Friday, July 24, 2009

Padme vs. Horsey & Gobs

Ever had an arch nemesis? I do.

Her name is Gobs.

Actually, that's just what she looks like. Every villain has some kind of distinct physical trademark. Maleficent had her horns, Cruella had black and white hair, and the Wicked Witch had green skin. Gobs has mascara. Lots and lots of mascara. To the point that I sincerely don't understand how she gets that much onto her lashes, let alone manages to keep her eyes open throughout the day. I think she mixes cornstarch into it.

Picture this: I live in my own room until hubbykins gets here in a matter of hours. However, for the last few weeks I have had NO one to talk to in the morning. Hence, the first thing I do is run to the other dorm where my two flute buddies reside, exhaust myself running up flights of stairs, and greet my friends with big smiles and laughs and girl jabbering, right?

Almost. Within my first few days of residence, Horsey engaged me for the first round of combat. (Horsey is Gob's sidekick, so named for the look of her face, or in truth, her teeth.) I had not quite made it up that first flight of stairs before I heard an annoying angry women yelling at me in French. It took me a minute to figure out all this hysteria was directed at me. After several rude, exaggerated gestures, I figured out that she wanted me to call the room before I went up. This woman is the lesser of the two evils. We continue to battle. Gobs won't even let me call and go up the stairs.

Now, every time I walk in and see Gobs, I hear the old western standoff whistle in the background and tumbleweeds blow by behind me. Unfortunately, not being able to speak comprehendible French leaves me totally unable to negotiate any kind of peace. Or even tell her off properly.

Nicole, in all her immense empathy, kindly drew a series of cartoons depicting my predicament as related to famous villains:



Wednesday, July 22, 2009

If you give an Amber a cookie...

If you give an Amber a cookie, she will want something to drink.

If you give an Amber something to drink, it can't be water because most likely she won't like the taste of it. So you have to find juice or something. Then the combination will give Amber a sugar high.

When an Amber has a sugar high, she'll want you to go shopping with her.

An Amber out shopping means lots of distractions. She'll get lost and forget where she was going and you'll have to remind her where you were headed.

Once you've made it to the place you were planning to go, the Amber will find a shiny new outfit to try on.

When she has the new outfit on, the Amber will want to know what you think of it.

After you tell her how great it looks, the Amber will want to find a mirror so she can see for herself.

When the Amber looks in the mirror, a saleslady will come over and ask if everything is okay.

Amber will immediately make friends with the saleslady and start talking about everything they have in common.

They'll find out that they both wanted to go to the same concert that night and plan to meet up later.
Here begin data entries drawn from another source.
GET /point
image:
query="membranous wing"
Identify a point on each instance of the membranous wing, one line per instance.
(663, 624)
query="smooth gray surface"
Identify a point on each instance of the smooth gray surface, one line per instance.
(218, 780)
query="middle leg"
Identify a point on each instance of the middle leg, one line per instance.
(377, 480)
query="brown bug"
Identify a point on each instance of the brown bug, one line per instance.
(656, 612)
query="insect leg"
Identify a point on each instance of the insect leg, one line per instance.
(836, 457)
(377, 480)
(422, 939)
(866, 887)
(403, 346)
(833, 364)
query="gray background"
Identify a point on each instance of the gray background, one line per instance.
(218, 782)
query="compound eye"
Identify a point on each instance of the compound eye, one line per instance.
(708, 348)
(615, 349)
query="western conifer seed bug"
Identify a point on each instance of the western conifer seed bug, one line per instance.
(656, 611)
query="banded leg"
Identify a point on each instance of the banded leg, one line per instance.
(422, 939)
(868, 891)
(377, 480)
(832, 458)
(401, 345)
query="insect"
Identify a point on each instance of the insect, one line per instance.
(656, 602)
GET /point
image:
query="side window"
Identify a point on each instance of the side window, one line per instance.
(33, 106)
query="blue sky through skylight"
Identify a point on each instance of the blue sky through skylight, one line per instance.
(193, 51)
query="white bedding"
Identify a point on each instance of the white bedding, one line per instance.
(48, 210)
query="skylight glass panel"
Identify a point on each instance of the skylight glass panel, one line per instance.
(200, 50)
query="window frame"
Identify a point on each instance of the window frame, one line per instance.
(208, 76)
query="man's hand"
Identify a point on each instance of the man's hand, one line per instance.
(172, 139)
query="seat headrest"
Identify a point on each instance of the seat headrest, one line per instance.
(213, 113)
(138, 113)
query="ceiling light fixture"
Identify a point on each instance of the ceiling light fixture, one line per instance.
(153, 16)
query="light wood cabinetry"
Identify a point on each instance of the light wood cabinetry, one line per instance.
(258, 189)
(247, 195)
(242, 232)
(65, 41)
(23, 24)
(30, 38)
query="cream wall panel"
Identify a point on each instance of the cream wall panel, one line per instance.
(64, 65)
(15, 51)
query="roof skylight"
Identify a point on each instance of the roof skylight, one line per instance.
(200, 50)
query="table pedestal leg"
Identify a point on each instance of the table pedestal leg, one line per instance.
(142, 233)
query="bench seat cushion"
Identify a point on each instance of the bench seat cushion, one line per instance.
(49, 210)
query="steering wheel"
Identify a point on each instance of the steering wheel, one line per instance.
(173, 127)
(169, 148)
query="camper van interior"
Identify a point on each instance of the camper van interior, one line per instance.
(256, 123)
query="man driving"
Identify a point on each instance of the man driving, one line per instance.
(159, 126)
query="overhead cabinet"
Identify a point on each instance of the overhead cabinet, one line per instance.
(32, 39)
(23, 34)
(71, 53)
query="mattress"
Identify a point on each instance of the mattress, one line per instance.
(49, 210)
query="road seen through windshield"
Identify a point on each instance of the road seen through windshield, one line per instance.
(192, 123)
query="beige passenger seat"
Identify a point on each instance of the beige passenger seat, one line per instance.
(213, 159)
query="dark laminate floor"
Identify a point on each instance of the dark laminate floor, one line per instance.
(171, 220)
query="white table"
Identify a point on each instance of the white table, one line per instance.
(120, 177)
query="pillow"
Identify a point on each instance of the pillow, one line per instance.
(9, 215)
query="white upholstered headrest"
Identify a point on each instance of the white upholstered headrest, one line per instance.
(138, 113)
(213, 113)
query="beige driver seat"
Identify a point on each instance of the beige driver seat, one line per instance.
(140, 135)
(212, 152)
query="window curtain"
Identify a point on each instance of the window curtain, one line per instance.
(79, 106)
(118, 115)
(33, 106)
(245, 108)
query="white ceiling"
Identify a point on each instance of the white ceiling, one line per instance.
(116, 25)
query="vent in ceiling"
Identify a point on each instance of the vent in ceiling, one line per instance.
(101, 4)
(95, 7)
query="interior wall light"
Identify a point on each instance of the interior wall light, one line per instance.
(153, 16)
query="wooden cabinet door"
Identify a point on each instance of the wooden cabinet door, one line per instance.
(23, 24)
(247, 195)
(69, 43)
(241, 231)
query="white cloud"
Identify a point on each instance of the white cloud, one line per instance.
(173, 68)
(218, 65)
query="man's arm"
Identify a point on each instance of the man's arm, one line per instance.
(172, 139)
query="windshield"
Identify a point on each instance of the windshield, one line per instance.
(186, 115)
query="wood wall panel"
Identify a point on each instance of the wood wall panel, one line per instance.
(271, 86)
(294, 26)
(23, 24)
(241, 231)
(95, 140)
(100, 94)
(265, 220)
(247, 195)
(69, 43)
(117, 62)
Before the meet up later, the Amber will need to find some shoes to wear. She'll want your help with this.

While the Amber is trying on shoes, she'll realize she does not have any clean socks but she won't have enough socks to fill the washer, so she'll ask you if you have any to add.

Once the socks are all in the washer, the Amber will want to watch a movie to pass the time.

During the movie the Amber will get really tired from everything she's done and start to fall asleep.

When you wake up the Amber she won't know where she is, so you'll have to remind her.
Then she'll remember and she'll want to go get her socks.

The Amber will get her socks but on the way out of the laundry room she will see the vending machine and remember how tired she is...

And she will ask for another cookie.

Sunday, July 19, 2009

Brevity

I realized something last night: blog posts don't have to be substantive.

Monday, July 13, 2009

Disturbing discovery in Paris

I stumbled into a bathroom today to discover for the second time this trip a name that is oh so familiar: Villeroy and Boch. These famous people made my mother's nice set of dishes that she picked out in Germany and her friend shipped to her over a period of several months. We used to fight over who got which plate with which scene.

It was early in the morning and the toilet seat was up from being cleaned. And there, on the ledge was the familiar stamp: Villeroy and Boch. Suddenly I don't know whether these toilets are too good for me to sit on or if I should be weirded out by thousands of meals eaten on dishes apparently made from the same porcelain.

Sunday, July 12, 2009

Testing...Anybody out there, cyberworld?

I've given in. I'm adding my sometimes loud/overbubbly/or even mumbling voice to the cybergabbing that I have thus far managed to justify remaining far from. Right now I'm as far from those I claim as relations as I have ever been. That's pretty strong justification. That, and two highly amusing cohorts traipsing around with me on this trip who keep talking about the entertainment blogging has so freely provided them...

Don't get any ideas. I'll probably disappear for months at a time on this thing and only remember about it because Incredahubby and I have moved to Sudan and I realize that it's ALL I HAVE LEFT. Meanwhile HELLOOOOOOOOOOOOO Cyberworld!!